Achieving Resolutions and Facing Inaction

Every year, there’s a flood of newspaper articles, instagram posts, blogs (this one included, I suppose), and more about setting and actually achieving New Years resolutions.


According to this New York Times article, entitled “Make a Resolution”, over half of all resolutions fail (note: a statistic I am curious and suspicious of). So what’s the prescription for this very human ill; how can we actually achieve our tipsily-pronounced visions for the new year?

Before tackling this question, I might address a question of your own. Why would I be writing about New Years resolutions on the blog of an environmentally-focused think-do-be tank? Doesn’t it seem a bit… outside the scope?

Well… yes and no.

I find a startling similarity between our inability to keep New Years resolutions and our inability (as a general rule) to implement real climate action, both as individuals, and as larger groups. I’m sure, at this stage, that most of you readers will have heard of the psychology of climate inaction — the questions and queries about why, considering the urgency of our impending climate crisis, individuals and nations are faced with an inability to act?

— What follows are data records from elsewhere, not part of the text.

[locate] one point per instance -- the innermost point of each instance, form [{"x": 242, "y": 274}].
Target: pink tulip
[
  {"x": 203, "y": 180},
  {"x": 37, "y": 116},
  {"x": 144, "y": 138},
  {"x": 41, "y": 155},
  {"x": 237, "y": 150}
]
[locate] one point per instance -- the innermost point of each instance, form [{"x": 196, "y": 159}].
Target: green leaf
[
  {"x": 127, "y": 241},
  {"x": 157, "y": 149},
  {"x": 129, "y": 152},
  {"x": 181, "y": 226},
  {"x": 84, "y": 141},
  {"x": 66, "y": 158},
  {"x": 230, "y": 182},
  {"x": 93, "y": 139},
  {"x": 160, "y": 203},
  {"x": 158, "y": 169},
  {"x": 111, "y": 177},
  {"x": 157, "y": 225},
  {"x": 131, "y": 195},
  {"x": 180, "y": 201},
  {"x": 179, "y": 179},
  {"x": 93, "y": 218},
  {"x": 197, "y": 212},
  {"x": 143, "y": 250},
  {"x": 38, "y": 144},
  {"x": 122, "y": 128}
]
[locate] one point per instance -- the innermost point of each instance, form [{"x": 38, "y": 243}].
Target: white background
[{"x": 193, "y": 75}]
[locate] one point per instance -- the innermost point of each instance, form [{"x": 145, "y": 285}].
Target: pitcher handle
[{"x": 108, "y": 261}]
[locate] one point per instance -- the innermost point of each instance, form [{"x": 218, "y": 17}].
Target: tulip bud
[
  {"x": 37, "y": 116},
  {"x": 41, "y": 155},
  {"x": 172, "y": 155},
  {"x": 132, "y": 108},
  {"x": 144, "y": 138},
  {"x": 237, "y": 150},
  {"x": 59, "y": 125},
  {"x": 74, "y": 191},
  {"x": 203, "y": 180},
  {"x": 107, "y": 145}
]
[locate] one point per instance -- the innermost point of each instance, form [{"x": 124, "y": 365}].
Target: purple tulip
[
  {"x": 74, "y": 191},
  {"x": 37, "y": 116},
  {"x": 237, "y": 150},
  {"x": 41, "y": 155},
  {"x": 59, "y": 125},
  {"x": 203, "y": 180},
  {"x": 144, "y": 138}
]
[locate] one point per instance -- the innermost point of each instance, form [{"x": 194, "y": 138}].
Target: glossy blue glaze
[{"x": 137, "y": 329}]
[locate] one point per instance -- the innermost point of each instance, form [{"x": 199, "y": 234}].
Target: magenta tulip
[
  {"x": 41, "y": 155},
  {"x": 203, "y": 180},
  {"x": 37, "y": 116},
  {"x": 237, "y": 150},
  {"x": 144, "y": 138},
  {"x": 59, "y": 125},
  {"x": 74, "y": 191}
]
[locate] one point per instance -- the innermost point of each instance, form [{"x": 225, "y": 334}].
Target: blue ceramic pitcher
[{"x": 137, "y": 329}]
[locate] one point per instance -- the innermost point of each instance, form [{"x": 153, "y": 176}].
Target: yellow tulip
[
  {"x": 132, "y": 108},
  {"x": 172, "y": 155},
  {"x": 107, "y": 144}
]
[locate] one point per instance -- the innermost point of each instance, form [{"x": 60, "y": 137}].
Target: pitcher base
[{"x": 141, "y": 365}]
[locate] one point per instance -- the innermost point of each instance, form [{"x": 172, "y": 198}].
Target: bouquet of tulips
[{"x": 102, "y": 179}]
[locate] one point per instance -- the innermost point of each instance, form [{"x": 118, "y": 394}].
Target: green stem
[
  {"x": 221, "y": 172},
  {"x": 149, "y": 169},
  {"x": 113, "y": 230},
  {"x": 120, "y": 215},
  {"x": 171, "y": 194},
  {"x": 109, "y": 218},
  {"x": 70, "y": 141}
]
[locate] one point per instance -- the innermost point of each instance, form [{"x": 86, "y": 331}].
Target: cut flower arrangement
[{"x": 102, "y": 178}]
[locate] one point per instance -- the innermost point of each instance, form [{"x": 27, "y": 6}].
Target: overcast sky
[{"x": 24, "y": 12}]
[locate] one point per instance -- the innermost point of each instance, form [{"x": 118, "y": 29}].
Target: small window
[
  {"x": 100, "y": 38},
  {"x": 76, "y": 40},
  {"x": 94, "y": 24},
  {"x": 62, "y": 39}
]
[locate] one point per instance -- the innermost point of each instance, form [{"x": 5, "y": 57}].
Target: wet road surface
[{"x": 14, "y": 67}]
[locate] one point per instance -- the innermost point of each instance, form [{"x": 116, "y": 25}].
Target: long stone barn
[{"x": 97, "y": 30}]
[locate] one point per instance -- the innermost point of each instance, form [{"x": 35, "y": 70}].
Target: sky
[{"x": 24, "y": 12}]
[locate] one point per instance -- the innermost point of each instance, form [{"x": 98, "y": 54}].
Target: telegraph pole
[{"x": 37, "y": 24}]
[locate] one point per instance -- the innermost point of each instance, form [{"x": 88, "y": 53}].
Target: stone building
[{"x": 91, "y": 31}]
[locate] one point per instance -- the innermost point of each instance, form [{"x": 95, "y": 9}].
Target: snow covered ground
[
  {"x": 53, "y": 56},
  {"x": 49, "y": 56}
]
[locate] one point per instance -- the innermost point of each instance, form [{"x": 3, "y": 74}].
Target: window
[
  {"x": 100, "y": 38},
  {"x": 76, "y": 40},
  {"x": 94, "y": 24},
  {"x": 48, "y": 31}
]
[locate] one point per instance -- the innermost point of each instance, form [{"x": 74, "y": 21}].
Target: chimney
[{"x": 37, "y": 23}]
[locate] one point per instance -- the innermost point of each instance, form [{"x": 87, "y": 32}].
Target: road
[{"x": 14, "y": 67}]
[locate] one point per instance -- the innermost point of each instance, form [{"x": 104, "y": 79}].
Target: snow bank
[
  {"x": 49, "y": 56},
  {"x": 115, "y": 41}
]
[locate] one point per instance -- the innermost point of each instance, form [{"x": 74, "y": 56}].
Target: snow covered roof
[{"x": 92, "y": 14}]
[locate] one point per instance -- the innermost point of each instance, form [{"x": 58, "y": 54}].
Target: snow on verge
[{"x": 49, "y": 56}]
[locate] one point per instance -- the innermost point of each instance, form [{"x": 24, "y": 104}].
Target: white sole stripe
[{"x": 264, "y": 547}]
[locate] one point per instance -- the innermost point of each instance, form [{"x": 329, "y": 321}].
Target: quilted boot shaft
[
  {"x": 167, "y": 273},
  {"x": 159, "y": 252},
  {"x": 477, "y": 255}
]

Ignoring the issue of climate denialism, this area of research focuses on those of us who accept that climate change is real and a huge risk — and yet find ourselves incapable of action. While I could write another blog post simply about this area (and actually just might — stay tuned), my focus here is the parallels between climate inaction and resolution failures.


Just as we find ourselves unable to keep our New Years resolutions, so we find ourselves unable (for whatever reason) to act for our planet’s (and our) health and survival. We feel guilty, give excuses, get frustrated, and perhaps finally just accept that it was too hard, that we’ll try again next year, that we shouldn’t feel bad because everybody (or at least half of us) ends up failing.


So, without casting blame or shame — and hey, it’s only January 11, there’s still hope for us — let’s start the year positively, looking at ways for us to improve rather than analyzing all the ways that human kind can fail.

The NYT offers a big tip. It’s simple, but loaded with charge:

Pick the right resolution

— a.k.a Make it a SMART goal.


As discussed in a previous blog, SMART goals are: Specific, Measurable, Action-oriented and Achievable, Revelant, and Time-limited. You can read all about that there, but I’ll just touch on a few key points here.

According to psychologists, one of the biggest reasons that people struggle to act on climate change is that it’s an invisible, slow-moving, and abstract threat (see more). Furthermore, the enormity of the issue (in every way: it’s threat, scope, and level of challenge) paralyzes us, makes us seem helpless and useless. That’s why our environmental ambitions need to be specific, with a clear target that is tailored to us and our capabilities. Same goes for our resolutions. Every year, I resolve to be “healthier”. But what is healthy? What I should be resolving to do is to sleep before 10pm each night, or to avoid junk food five days of the week, setting a specific target that addresses my overall goal. Likewise, we shouldn’t strive to be “more environmentally conscious”, but set clear and specific targets that go to that end (e.g. source your products from sustainable brands, like su-re.co!)

While specific goals are great, they also have to be achievable. Can I really expect myself to get to bed before 10pm every night? Absolutely not. Every week night? Even that is doubtful.

Many of our resolutions — both of the New Years and environmental variety — are simply unachievable. We need to ensure that our resolutions are equally doable and meaningful. What’s the use of a doable resolution if it’s not meaningful; or a meaningful one if it’s simply unachievable? Seemingly ‘impossible’ goals often get tossed out well before the end of January. Much like our feeling of helplessness in regards to climate change, we feel overwhelmed by the enormity of ‘impossible goals’ — and so we hide from them, just as we hide from the climate crisis — arguing that it’s not possible, too costly in whatever way, or simply “too hard”. And maybe we’re right.

Specific and achievable goals go hand-in-hand; they allow us to focus our efforts in calculated ways in order to ensure maximum impact. We tend to disengaged when faced with overwhelming issues, whether they are too big or too challenging, because they make us feel afraid and guilty. Fear can be a good motivator, but not when it’s overwhelming, and it can cause us to freeze up. Guilt and blame doesn’t help either, just reinforcing the barriers and defenses we have against action. By making our goals specific and achievable, we make them realistic. We can see the end of our target -- it's within our grasp! -- giving us continuous motivation and drive.

Just as importantly, our goals must be relevant to our life, our interests, our personal agenda, and our capabilities. Otherwise, why should we care, and how can we expect to have impact? We know the ways in which we are most passionate and impactful, and we can harness that to achieve any resolution -- personal or global.